In our animal models, the stemness properties governed by Pin1 and Notch1 match well with their tumorigenic and metastatic potential. In parallel, in G3 breast cancers, high Pin1 levels are associated with a worse clinical outcome in patients with high NDT signature (Fig 9D). Pin1 levels have been clearly demonstrated to correlate with tumor grade (Wulf et al, 2001). This evidence coupled with the observation that G3 aggressive and poorly differentiated tumors, characterized by bad prognosis, display the highest stem cells' content (Pece et al, 2010), suggest that high Pin1 levels and activated Notch foster tumor progression by safeguarding self‐renewal and expansion of their CSCs pool.
The influence of Pin1 on the Notch pathway is likely not limited to its direct action on Notch proteins. Indeed, among Notch targets several are also Pin1 substrates (e.g. cyclin D1, NF‐κB, Survivin) (Wulf et al, 2005; Cheng et al, 2013), suggesting that in addition to its role in sustaining Notch1 protein levels, Pin1 could promote breast cancer aggressiveness also by enhancing the activity of some Notch‐induced Pin1 targets.
Notch proteins sustain breast CSC and drive breast cancer progression primarily as a consequence of aberrant levels of their intracellular domains, resulting in constitutive signaling (Ranganathan et al, 2011). According to the current model, in normal conditions, after recruitment of p300 acetyl‐transferase to the Mastermind‐N1‐ICD complex on target promoters, phosphorylation of the N1‐ICD cdc4‐phosphodegron causes recognition by the Fbxw7α E3 ubiquitin‐ligase, leading to extinction of the Notch cascade as a fail safe mechanism against prolonged signaling (Ranganathan et al, 2011). The fact that this event is crucial in switching off the Notch signal, is witnessed by the significant percentage (more than 50% of the cases) of T‐ALLs that loose this control due to mutations hitting NOTCH1 or FBXW7 (Ferrando, 2009). Our findings provide new insights unveiling a mechanism centered on phosphorylation‐dependent prolyl‐isomerization by Pin1 as responsible for sustained Notch signaling in breast cancer cells, regardless of Fbxw7α status. We show that isomerization of N1‐ and N4‐ICD induced by interaction with Pin1 blocks recognition and degradation by Fbxw7α in a PP2A‐dependent manner.

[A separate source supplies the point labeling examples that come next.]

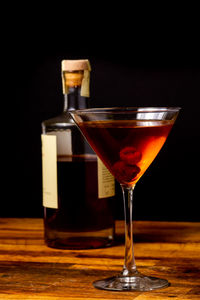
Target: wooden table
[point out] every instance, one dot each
(31, 270)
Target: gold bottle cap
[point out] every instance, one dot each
(76, 73)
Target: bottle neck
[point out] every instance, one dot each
(73, 100)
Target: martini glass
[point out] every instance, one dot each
(127, 140)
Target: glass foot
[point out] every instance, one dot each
(138, 282)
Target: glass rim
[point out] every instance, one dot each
(124, 110)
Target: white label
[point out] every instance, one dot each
(49, 171)
(106, 181)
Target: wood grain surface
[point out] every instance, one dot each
(31, 270)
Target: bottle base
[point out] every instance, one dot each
(79, 240)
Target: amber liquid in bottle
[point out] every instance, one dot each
(82, 219)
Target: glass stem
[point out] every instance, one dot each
(129, 268)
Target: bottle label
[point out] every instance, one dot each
(49, 171)
(106, 181)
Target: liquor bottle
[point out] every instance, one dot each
(78, 190)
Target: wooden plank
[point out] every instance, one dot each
(31, 270)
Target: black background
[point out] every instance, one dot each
(138, 59)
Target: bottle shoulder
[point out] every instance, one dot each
(62, 121)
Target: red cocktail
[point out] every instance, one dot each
(127, 140)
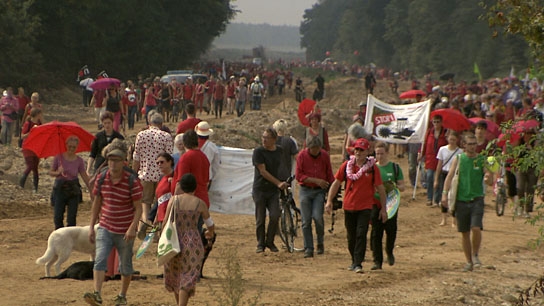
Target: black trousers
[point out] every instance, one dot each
(376, 235)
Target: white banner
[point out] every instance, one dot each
(231, 188)
(397, 123)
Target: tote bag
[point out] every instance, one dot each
(168, 242)
(452, 194)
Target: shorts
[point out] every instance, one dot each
(105, 241)
(469, 214)
(149, 192)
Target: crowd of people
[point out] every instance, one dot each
(138, 188)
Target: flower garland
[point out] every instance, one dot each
(369, 163)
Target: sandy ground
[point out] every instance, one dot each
(429, 257)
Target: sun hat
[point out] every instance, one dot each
(203, 129)
(362, 144)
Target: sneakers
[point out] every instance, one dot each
(272, 248)
(320, 249)
(120, 300)
(376, 266)
(476, 261)
(358, 269)
(93, 298)
(391, 259)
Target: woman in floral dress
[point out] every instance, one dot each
(182, 272)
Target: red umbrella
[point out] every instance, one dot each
(493, 129)
(452, 119)
(412, 94)
(49, 139)
(525, 125)
(306, 107)
(105, 83)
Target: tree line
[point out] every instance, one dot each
(420, 35)
(44, 42)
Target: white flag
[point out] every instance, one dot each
(397, 123)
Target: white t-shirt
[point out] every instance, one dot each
(444, 155)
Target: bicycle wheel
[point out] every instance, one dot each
(284, 227)
(500, 201)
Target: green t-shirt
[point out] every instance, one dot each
(471, 175)
(388, 176)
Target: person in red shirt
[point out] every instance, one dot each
(314, 174)
(362, 178)
(23, 101)
(435, 138)
(190, 122)
(218, 98)
(231, 95)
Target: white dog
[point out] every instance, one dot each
(62, 242)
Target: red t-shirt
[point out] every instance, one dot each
(187, 124)
(163, 194)
(359, 194)
(219, 92)
(117, 212)
(188, 92)
(195, 162)
(23, 101)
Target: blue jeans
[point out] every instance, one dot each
(266, 201)
(256, 103)
(356, 222)
(105, 241)
(312, 203)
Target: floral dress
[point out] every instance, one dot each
(183, 271)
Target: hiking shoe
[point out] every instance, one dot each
(358, 269)
(376, 266)
(476, 261)
(390, 259)
(320, 249)
(93, 298)
(273, 248)
(120, 300)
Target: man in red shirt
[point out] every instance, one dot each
(23, 101)
(119, 208)
(314, 174)
(190, 122)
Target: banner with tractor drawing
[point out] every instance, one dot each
(397, 123)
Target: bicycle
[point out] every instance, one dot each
(290, 218)
(500, 185)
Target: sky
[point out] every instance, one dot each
(274, 12)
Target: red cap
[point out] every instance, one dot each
(362, 144)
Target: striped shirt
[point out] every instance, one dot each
(117, 212)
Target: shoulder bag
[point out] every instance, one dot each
(452, 193)
(168, 242)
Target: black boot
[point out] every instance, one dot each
(22, 181)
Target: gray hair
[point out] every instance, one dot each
(313, 141)
(156, 119)
(356, 131)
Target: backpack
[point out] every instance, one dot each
(100, 175)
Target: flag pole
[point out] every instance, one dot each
(422, 145)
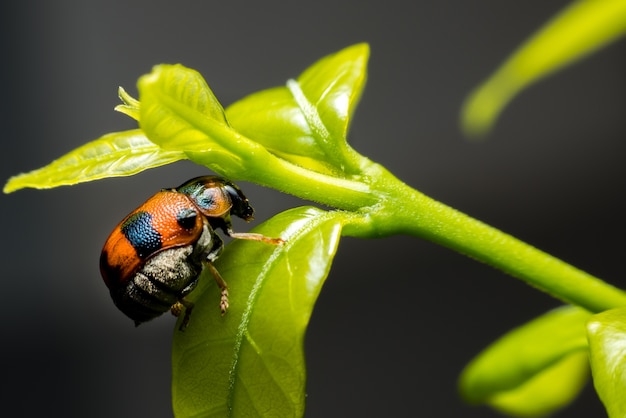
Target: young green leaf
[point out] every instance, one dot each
(607, 344)
(250, 362)
(307, 122)
(131, 105)
(113, 155)
(534, 369)
(578, 30)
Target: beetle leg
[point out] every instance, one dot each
(223, 286)
(177, 309)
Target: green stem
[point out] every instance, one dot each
(407, 211)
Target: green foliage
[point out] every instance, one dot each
(251, 361)
(607, 343)
(533, 370)
(293, 138)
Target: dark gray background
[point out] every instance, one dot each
(398, 317)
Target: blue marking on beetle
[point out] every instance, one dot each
(139, 231)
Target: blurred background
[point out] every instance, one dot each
(398, 318)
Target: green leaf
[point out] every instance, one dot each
(250, 362)
(607, 344)
(179, 111)
(534, 369)
(131, 105)
(578, 30)
(113, 155)
(307, 122)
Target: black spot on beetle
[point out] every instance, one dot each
(139, 231)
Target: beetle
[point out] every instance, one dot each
(154, 256)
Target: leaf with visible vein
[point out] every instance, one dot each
(113, 155)
(250, 362)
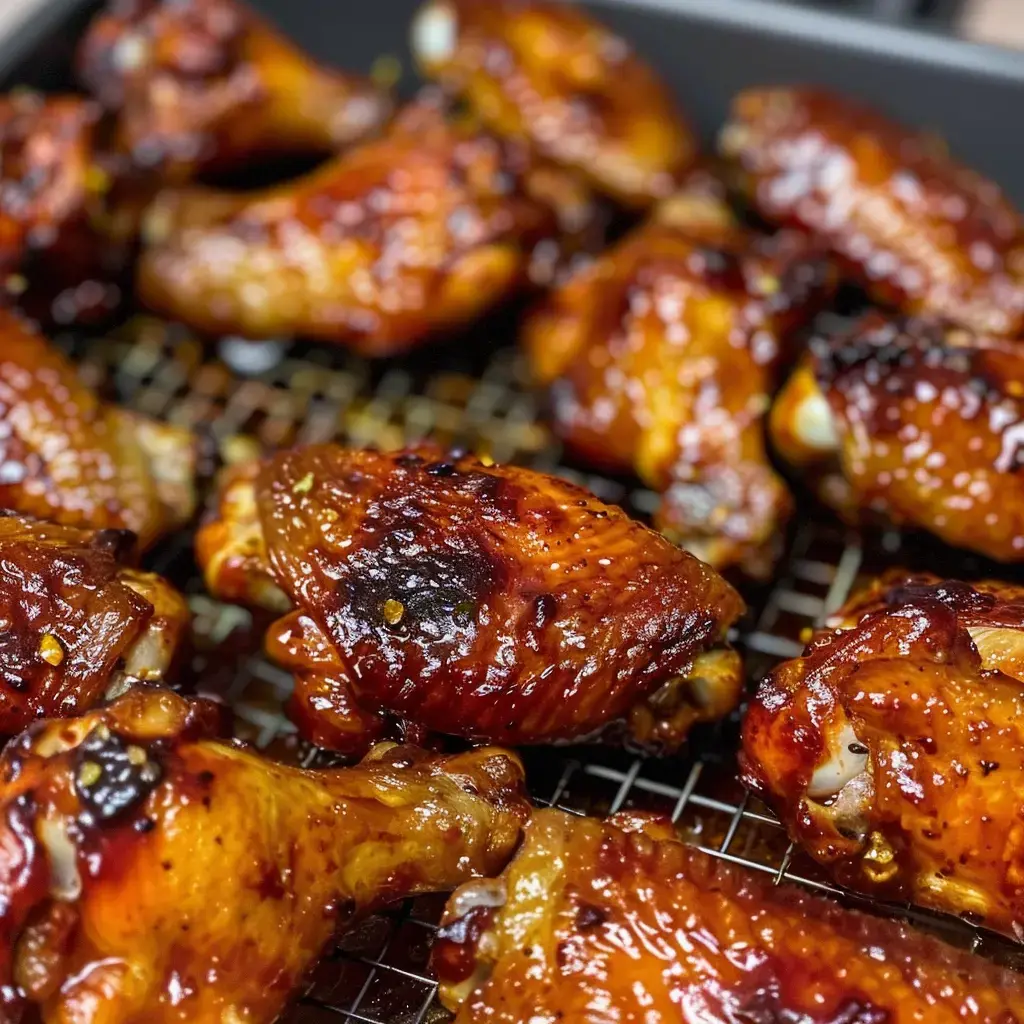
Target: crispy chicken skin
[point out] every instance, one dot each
(892, 749)
(68, 457)
(400, 238)
(495, 603)
(548, 74)
(918, 229)
(207, 85)
(660, 357)
(914, 423)
(617, 921)
(151, 872)
(77, 621)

The impact of Pin1 catalytic activity on Notch proteins goes even beyond. This isomerase, in fact, also enhances p300‐dependent N1‐ICD acetylation (our unpublished observations), a modification shown to interfere with ubiquitination and degradation of both N1‐ and N4‐ICD (Guarani et al, 2011; Ranganathan et al, 2011). Pin1 and Notch are even more intertwined than this: Pin1 favors Notch1 cleavage and activation by gamma‐secretase (Rustighi et al, 2009) and, in turn, is a direct transcriptional target of both Notch1 and Notch4. Hence, deregulated signaling in cancer may fuel a Notch‐Pin1 feed‐forward loop, strongly contributing to tumor progression. Reinforcing this circuitry, the death associated protein kinase 1 (DAPK1), a tumor suppressor found hypermethylated in tumors and a crucial inhibitor of Pin1 isomerase activity (Lee et al, 2011), was shown to be repressed by N1‐ICD (Li et al, 2008), delineating a possible scenario in which N1‐ICD boosts not only expression but also activity of Pin1.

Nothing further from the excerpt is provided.